After 1910, Pepi Sanoner’s parents were advertising bathtubs, electric lights, flush toilets, billiards and French beds. Under the leadership of Pepi and Elly, the ADLER set the standards in South Tyrol for quality, comfort and service, including the first hotel indoor swimming pool and the first Spa in the Dolomites. Without this groundwork, the development toward today’s wellness and sport resort with water world, fitness facility and panoramic organic hay sauna would not have been possible. “She worked a tremendous amount,” remarks her son Klaus, “father was often not at home, he was more the designer and developer.” A passion which his sons, Andreas Sanoner confesses with a grin, “apparently have inherited.” One hour, then two hours pass while Elly Sanoner reminisces. Naturally, her narrative is about painting, her great passion, which she discovered in 1985 when Pepi and she passed the management to their sons. “Mama stay home,” said my boys, “and have a good time.” Even when she had been in school, she had liked to draw in her workbooks. As a child, she used to lay down in meadows, look up at the clouds, and see in them faces and figures. Why not take painting lessons? One lesson became several. And today, many of her fascinating, sometimes highly experimental and abstract images decorate the ADLER in the Dolomites. For the ADLER in Tuscany she produced 100 large-format watercolors in a very short time.

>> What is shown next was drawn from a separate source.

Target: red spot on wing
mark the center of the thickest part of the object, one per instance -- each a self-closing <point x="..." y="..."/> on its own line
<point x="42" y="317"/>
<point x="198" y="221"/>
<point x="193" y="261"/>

One would like to ask for more and continue listening to her fascinating tales, but Elly Sanoner interrupts her story. A young couple strolls somewhat uncertainly through the winter garden. They look hesitantly to the left, then to the right. Mrs. Elly asks: “Can I help you; find you a table?” This is how it is when you genuinely like people and are perpetually observant. Others may see her at center stage. But when it comes to guests, Elly Sanoner always thinks of herself last.